All violence (think spanking or even speaking harshly) does is show our children that someone they should be able to trust, is not safe. It teaches them to deny parts of themselves and tells them that when they are having a hard moment they are too much. The priority is not on processing the big feeling, but on shutting it down, and they will likely take this practice into adulthood. They will edit themselves in important relationships and have a lifelong struggle with accepting themselves and setting boundaries for their own well-being.
I want my kids to have a relationship with me because they love me, and feel that I am a supportive and safe person with whom they can discuss hard things. This should always be the goal, and it is built upon a legacy of trust.
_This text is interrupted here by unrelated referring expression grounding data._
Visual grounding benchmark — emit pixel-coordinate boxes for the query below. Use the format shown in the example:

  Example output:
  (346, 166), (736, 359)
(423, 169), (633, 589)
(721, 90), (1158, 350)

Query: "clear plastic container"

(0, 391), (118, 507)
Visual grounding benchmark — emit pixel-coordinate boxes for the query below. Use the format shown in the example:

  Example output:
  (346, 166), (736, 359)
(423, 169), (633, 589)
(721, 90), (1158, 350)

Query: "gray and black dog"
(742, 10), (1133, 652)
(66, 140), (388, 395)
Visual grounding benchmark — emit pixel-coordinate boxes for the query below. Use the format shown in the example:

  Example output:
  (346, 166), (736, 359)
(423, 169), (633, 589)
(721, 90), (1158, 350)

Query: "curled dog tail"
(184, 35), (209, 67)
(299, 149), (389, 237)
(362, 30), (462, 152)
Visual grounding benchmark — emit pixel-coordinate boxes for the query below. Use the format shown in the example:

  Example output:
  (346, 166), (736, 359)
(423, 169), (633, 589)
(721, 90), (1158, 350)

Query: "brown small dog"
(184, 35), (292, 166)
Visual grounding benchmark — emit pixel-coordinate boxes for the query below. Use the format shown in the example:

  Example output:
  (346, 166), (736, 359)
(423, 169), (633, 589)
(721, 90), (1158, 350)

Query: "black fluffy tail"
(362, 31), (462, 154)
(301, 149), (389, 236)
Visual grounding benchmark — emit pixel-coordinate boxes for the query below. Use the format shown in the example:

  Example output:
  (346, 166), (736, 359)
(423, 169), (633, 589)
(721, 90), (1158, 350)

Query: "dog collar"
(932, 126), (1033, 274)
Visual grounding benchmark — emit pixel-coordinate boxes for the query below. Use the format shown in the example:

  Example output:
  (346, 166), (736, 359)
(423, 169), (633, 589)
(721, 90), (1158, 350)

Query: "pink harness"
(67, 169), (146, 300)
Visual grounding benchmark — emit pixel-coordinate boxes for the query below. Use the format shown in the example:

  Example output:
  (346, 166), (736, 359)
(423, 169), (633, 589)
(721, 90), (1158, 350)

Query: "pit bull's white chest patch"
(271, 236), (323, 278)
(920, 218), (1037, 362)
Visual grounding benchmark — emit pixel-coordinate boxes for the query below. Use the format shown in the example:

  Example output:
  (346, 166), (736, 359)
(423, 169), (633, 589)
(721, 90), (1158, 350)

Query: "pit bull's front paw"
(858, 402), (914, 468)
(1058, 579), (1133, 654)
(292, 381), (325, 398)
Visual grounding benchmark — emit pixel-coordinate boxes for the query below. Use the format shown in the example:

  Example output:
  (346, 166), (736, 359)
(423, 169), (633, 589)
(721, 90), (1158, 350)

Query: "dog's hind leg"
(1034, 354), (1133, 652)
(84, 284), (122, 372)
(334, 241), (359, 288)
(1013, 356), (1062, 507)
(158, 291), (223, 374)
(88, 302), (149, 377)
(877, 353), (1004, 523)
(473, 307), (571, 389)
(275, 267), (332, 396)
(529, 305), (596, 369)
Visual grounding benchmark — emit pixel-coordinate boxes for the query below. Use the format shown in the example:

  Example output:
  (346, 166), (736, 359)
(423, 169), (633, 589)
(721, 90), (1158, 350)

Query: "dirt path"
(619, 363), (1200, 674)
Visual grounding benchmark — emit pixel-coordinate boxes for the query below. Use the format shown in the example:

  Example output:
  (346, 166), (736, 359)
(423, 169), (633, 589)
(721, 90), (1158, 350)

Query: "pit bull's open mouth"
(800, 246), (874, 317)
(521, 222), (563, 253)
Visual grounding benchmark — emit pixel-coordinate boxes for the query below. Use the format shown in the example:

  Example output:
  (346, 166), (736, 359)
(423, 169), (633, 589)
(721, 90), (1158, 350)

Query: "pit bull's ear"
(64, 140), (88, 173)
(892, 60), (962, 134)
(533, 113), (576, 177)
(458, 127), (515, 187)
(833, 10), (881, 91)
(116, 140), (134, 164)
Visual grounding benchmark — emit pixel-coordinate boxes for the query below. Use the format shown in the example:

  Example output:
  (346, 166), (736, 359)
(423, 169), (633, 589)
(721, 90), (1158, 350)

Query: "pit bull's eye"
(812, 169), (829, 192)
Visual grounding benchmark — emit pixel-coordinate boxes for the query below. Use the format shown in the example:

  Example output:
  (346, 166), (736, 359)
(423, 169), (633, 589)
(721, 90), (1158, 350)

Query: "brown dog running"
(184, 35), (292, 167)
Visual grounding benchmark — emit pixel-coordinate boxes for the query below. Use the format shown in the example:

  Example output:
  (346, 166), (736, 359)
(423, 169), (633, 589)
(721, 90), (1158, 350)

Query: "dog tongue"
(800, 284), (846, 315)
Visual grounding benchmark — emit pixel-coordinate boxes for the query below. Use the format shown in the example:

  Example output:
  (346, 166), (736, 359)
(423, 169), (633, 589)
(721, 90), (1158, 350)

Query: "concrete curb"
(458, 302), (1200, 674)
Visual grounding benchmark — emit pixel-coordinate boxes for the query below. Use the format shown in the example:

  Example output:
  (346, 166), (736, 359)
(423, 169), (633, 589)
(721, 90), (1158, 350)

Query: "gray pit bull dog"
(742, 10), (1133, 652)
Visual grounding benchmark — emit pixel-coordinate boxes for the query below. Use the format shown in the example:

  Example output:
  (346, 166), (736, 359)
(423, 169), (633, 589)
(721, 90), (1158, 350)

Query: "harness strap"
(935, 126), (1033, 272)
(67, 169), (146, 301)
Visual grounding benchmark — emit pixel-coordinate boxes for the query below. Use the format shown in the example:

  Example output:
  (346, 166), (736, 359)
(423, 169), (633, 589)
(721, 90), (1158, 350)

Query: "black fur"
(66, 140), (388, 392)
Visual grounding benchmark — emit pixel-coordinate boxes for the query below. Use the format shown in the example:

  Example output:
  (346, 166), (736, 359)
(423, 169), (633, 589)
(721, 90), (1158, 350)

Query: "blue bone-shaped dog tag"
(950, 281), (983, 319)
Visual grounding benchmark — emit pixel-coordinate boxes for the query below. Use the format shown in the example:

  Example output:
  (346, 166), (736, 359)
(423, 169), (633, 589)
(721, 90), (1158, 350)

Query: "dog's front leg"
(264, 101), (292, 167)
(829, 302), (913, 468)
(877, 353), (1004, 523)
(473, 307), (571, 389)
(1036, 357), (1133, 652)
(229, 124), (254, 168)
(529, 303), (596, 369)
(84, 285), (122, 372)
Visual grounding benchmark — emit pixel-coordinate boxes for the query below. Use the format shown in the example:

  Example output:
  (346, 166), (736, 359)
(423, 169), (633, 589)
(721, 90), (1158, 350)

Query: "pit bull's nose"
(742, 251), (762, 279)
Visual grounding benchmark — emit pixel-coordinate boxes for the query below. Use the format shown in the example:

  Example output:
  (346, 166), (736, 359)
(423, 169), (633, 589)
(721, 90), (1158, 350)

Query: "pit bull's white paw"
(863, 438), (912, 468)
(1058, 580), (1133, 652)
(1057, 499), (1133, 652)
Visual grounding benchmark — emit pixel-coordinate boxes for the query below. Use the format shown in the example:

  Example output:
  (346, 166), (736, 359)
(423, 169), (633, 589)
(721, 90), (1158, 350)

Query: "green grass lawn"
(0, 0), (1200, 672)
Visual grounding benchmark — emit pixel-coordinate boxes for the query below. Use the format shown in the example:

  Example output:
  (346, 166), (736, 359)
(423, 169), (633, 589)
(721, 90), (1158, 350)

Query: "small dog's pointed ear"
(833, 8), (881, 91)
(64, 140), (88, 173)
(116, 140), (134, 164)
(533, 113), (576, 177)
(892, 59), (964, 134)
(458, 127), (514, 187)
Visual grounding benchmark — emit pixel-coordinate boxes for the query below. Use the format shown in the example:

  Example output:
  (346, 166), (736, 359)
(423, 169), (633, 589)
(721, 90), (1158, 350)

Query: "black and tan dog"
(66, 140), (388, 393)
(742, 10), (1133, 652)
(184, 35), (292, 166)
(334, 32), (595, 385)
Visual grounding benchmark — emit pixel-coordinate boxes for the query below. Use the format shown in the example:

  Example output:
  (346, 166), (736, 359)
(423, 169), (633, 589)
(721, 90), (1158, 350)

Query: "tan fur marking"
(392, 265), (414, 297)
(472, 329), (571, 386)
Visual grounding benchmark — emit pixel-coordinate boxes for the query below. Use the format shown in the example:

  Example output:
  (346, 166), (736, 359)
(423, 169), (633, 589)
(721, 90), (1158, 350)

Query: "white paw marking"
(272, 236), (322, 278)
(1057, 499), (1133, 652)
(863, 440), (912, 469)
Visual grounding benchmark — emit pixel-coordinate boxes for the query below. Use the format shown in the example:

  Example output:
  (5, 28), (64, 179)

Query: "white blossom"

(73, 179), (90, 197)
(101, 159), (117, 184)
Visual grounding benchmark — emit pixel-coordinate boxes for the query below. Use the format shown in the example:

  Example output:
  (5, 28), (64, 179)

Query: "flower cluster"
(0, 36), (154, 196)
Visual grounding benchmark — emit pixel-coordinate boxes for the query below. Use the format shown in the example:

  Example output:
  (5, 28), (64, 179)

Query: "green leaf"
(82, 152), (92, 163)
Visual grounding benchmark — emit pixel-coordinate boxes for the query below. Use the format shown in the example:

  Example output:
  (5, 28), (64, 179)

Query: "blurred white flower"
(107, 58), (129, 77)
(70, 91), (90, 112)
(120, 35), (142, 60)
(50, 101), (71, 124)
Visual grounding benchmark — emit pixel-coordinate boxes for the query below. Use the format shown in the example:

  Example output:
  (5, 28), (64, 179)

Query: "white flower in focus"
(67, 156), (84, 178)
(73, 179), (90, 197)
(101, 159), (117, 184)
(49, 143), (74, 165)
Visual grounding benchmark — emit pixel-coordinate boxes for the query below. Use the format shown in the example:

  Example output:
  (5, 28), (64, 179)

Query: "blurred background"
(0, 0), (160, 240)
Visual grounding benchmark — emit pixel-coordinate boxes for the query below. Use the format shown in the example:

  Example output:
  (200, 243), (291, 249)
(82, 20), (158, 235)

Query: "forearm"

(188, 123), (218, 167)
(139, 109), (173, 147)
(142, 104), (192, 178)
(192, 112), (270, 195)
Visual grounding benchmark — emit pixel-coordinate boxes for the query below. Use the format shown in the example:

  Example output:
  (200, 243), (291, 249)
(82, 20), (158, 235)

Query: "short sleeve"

This does not mean that your kid “wins” every argument, but this also means that you don’t need to “win” either. It shouldn’t even be about that. You can negotiate with your kid and still have authority and their respect. Just because they make a valid point that causes you to pivot does not mean they will learn not to honor your parental authority. In fact, it shows them flexibility and a willingness to reflect and change. It’s also possible to say no, WHILE honoring their feelings. All your child, and any of us, really want is to feel heard.
Ultimately your goals in your relationships with your children should be about mutual respect, and offering a consistently safe space for them to share and confide in, not about winning in a moment for winning’s sake.
Be sure to connect with me more over on Instagram @theselflovefix, I’d love to hear what you thought of this post and what your major takeaways were.
Connect with Leslie Priscilla on Instagram: https://www.instagram.com/latinxparenting/
Head over to my website to learn more about how we can work together to shift your energy & transform your life.
Escape the situationship cycle and become available for an actual relationship. Take accountability for what you really want with my free, transformative 5-day resource. Receive daily tips to help you attract the right kind of men. https://bold-hill-3643.ck.page/2ee1aa3101
See you back here for the next one!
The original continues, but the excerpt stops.